We decided to use jQuery for those projects. jQuery is very popular, with a vibrant community with a lot of components choose from. It would mean we would have to do more integration than we would need if we chose a more integrated framework such as YUI, which I also have experience with, but I was a bit tired of big frameworks. And jQuery's terse and powerful way to express things is attractive. And you just have to make a choice to see what happens at some point, right?

The JavaScript code in those applications was quickly growing out of control. We were trying to do proper REST: the client would just start with a single URL, which would resolve to a JSON object that would have links to other JSON objects on the server, which would in turn have links to other JSON objects. Proper REST is nice: you can decouple your client from the server more, because your client code doesn't depend on the specific URL structure of your server -- instead it just follows links.

But doing proper REST with JavaScript without taking special measures tends to result in endlessly nested callbacks in callbacks in callbacks. The code was too tightly coupled and hard to follow.

This made me think about the stuff I did at Gocept again. I felt there was quite a bit of potential in those patterns, potential I hadn't explored fully yet. So I added it to one of our projects and started to rewrite the UI to use it, to try to clean things up.

People

At this stage more people started to be involved. Ideas tend to get better with good input, and with usage by a larger group of people. I will forget some of the people involved in this project, for which I apologize, but I'm going to drop some names now.
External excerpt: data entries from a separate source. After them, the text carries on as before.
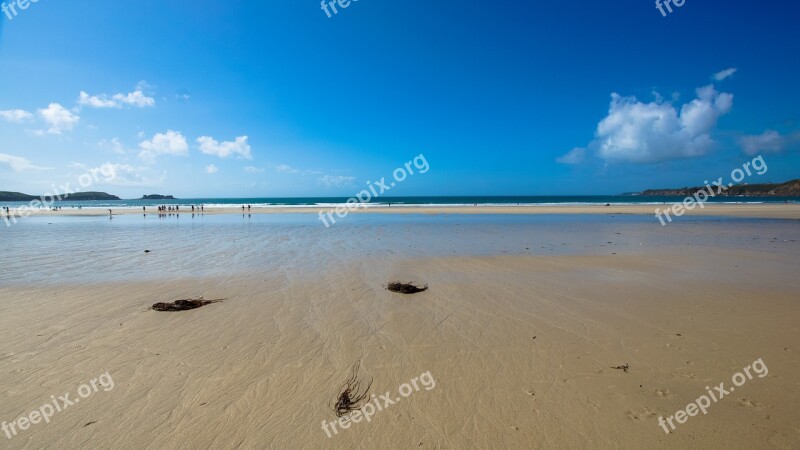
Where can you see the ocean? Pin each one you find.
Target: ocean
(405, 201)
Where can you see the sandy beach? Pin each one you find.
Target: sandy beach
(522, 347)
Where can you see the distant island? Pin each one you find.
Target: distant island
(75, 197)
(157, 197)
(787, 189)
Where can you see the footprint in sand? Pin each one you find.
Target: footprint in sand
(641, 415)
(663, 393)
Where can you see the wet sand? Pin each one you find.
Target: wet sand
(521, 348)
(767, 211)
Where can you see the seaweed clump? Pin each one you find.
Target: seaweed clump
(624, 368)
(405, 288)
(183, 305)
(351, 397)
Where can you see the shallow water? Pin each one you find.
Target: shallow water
(43, 250)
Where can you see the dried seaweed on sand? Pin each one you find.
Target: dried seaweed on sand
(405, 288)
(183, 305)
(351, 397)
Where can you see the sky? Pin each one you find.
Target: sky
(246, 98)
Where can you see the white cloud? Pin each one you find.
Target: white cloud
(59, 118)
(114, 174)
(95, 101)
(113, 145)
(170, 143)
(136, 98)
(719, 76)
(651, 132)
(16, 115)
(574, 156)
(17, 163)
(768, 142)
(210, 146)
(283, 168)
(336, 181)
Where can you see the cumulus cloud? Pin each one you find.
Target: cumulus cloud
(719, 76)
(137, 98)
(170, 143)
(17, 163)
(210, 146)
(113, 145)
(336, 181)
(16, 115)
(768, 142)
(639, 132)
(115, 174)
(58, 118)
(574, 156)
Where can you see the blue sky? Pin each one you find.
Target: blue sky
(246, 98)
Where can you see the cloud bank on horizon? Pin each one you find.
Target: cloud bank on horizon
(645, 133)
(235, 113)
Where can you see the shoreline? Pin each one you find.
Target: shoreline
(759, 211)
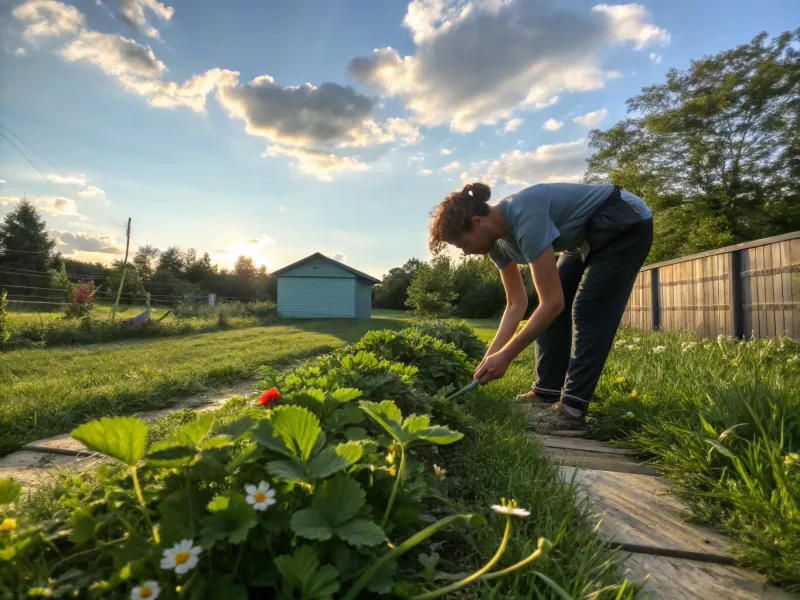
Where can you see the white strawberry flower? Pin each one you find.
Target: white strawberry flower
(182, 557)
(510, 508)
(149, 590)
(260, 497)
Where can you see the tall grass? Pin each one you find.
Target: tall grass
(721, 418)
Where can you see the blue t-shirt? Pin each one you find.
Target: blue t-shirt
(557, 214)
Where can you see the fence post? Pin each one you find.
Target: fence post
(737, 308)
(655, 299)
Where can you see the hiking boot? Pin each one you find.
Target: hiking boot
(535, 402)
(559, 422)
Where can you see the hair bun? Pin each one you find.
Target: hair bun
(479, 191)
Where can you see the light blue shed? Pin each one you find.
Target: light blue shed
(320, 287)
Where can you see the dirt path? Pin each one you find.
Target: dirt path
(34, 465)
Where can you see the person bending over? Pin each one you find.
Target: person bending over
(603, 235)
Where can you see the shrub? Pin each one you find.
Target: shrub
(5, 327)
(288, 501)
(431, 290)
(455, 332)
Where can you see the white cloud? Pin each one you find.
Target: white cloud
(256, 248)
(512, 125)
(475, 62)
(372, 133)
(139, 71)
(591, 119)
(552, 125)
(52, 205)
(322, 165)
(48, 18)
(547, 163)
(453, 166)
(337, 256)
(133, 13)
(629, 24)
(87, 242)
(78, 181)
(308, 115)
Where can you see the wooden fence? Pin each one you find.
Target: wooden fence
(747, 290)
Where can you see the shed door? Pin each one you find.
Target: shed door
(316, 297)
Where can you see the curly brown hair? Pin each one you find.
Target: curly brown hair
(452, 217)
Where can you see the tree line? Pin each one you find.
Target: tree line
(714, 151)
(29, 265)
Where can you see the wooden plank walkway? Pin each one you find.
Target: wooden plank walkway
(636, 512)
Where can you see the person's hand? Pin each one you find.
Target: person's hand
(493, 367)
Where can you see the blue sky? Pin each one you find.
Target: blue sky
(280, 129)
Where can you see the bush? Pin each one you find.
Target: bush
(454, 332)
(431, 292)
(324, 494)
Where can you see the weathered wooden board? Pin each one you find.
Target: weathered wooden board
(34, 469)
(582, 444)
(640, 510)
(600, 461)
(680, 579)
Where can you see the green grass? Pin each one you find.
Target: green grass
(44, 392)
(722, 420)
(498, 458)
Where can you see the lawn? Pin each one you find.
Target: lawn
(495, 459)
(721, 419)
(44, 392)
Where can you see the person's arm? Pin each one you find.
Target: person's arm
(551, 303)
(516, 304)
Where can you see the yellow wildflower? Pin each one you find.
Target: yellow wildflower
(8, 524)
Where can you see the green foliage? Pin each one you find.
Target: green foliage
(455, 332)
(431, 290)
(712, 148)
(239, 498)
(123, 438)
(392, 291)
(440, 364)
(722, 419)
(480, 290)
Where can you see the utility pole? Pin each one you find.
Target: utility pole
(124, 270)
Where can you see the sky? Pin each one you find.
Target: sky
(279, 129)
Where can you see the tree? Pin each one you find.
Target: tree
(201, 271)
(144, 261)
(479, 287)
(392, 291)
(171, 261)
(431, 290)
(244, 267)
(25, 247)
(716, 147)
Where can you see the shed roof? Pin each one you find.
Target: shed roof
(356, 272)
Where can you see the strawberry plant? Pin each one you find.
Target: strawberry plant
(317, 491)
(439, 363)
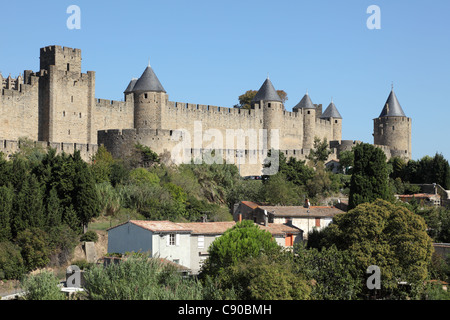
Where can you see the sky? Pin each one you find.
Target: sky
(210, 52)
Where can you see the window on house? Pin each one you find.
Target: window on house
(289, 240)
(201, 242)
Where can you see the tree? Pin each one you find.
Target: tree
(244, 240)
(265, 277)
(11, 261)
(370, 179)
(85, 196)
(320, 152)
(388, 236)
(279, 191)
(102, 162)
(54, 210)
(330, 270)
(6, 203)
(295, 170)
(346, 161)
(42, 286)
(140, 278)
(143, 176)
(34, 248)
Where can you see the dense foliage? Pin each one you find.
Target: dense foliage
(140, 278)
(386, 235)
(370, 176)
(46, 200)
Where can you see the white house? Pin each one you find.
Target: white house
(305, 218)
(183, 243)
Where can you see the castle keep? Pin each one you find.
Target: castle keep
(57, 107)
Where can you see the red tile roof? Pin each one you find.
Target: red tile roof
(205, 227)
(300, 211)
(208, 227)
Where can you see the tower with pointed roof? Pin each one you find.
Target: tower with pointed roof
(332, 114)
(149, 98)
(268, 100)
(392, 129)
(307, 108)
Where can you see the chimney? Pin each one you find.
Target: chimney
(307, 204)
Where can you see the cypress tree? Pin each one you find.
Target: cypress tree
(6, 202)
(370, 179)
(54, 212)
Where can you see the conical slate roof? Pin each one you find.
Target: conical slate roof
(305, 103)
(148, 82)
(392, 107)
(267, 92)
(131, 85)
(331, 112)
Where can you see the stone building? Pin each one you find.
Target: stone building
(57, 107)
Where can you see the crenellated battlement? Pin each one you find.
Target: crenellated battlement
(186, 107)
(111, 104)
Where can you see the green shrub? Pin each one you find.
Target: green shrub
(42, 286)
(11, 262)
(89, 236)
(139, 278)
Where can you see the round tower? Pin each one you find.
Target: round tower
(332, 114)
(149, 99)
(393, 128)
(309, 120)
(270, 102)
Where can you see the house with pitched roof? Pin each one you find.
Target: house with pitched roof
(306, 217)
(183, 243)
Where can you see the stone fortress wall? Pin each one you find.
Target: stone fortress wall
(56, 106)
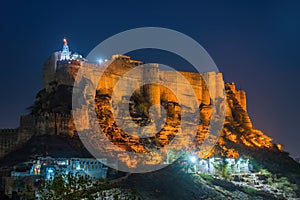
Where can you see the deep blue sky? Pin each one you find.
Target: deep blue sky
(254, 43)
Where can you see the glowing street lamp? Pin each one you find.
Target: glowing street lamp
(193, 159)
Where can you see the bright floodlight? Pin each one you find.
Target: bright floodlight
(193, 159)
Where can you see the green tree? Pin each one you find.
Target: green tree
(66, 186)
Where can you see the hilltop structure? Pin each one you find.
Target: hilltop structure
(51, 114)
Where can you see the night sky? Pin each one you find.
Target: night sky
(256, 44)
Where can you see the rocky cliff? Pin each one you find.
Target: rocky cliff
(51, 113)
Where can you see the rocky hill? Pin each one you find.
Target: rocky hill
(53, 133)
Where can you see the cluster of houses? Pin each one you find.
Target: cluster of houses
(212, 165)
(29, 175)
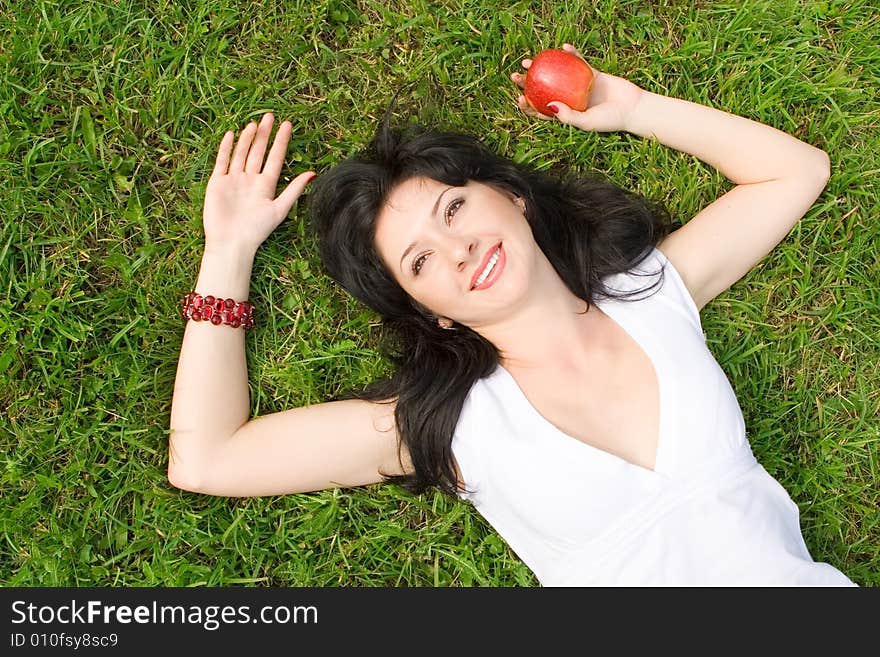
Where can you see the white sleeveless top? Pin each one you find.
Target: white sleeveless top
(708, 514)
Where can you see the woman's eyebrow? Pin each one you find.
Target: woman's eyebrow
(433, 212)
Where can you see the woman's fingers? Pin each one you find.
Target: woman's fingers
(292, 192)
(257, 150)
(221, 165)
(276, 154)
(239, 155)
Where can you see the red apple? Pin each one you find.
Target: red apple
(558, 75)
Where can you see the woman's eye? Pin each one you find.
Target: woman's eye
(417, 264)
(452, 208)
(448, 214)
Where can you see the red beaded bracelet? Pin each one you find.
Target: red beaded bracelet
(218, 311)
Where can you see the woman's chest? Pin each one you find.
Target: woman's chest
(614, 407)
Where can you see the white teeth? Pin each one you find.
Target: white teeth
(489, 266)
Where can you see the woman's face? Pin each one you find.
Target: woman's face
(438, 241)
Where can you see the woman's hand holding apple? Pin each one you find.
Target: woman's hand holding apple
(612, 101)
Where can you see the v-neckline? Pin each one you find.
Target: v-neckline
(592, 448)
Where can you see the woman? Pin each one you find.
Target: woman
(584, 419)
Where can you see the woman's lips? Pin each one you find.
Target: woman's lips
(496, 270)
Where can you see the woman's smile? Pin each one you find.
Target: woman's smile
(490, 269)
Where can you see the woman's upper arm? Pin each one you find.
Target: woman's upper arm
(724, 241)
(329, 445)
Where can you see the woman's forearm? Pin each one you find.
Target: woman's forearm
(211, 399)
(744, 151)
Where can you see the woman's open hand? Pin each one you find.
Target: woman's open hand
(241, 209)
(612, 101)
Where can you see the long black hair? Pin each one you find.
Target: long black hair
(587, 227)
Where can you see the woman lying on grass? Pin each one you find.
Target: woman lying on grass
(551, 366)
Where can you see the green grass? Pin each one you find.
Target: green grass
(109, 118)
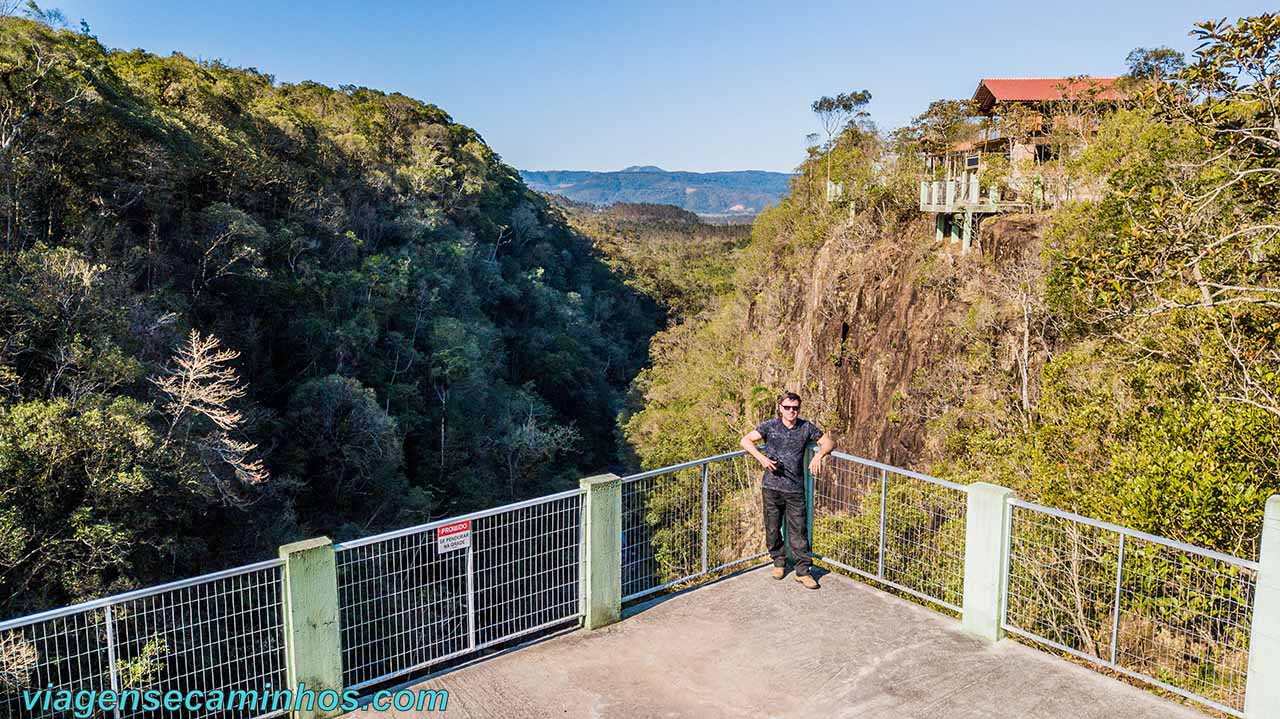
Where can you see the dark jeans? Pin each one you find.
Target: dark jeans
(790, 503)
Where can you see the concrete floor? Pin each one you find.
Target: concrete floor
(753, 646)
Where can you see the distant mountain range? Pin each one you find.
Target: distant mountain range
(744, 192)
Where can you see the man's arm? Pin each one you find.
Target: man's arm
(748, 443)
(826, 445)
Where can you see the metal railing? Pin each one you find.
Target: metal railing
(222, 630)
(1159, 610)
(690, 521)
(405, 607)
(894, 526)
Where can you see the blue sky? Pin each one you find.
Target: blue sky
(689, 86)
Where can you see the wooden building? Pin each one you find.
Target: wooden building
(1015, 141)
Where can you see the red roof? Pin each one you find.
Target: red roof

The original idea was born at Gocept. I was doing the work for Christian Zagrodnick there, and I had some good conversations with him about it then. He also used the early code in a few of his own projects later on. Just as I had checked in the view stuff into the new project I was doing I found myself in Germany at Gocept again, and had further productive conversations with him about it. Thanks Zagy!

Going to Germany, where Gocept is based, from where I live, the Netherlands, means a train ride, and in the train I had the opportunity to bounce ideas off Jan-Wijbrand Kolman (and him ideas off me), something I always enjoy tremendously. The biggest thing that came out of that was Fanstatic, but that's the topic for another discussion. It also helped me think through what later became Obviel. Thanks JW!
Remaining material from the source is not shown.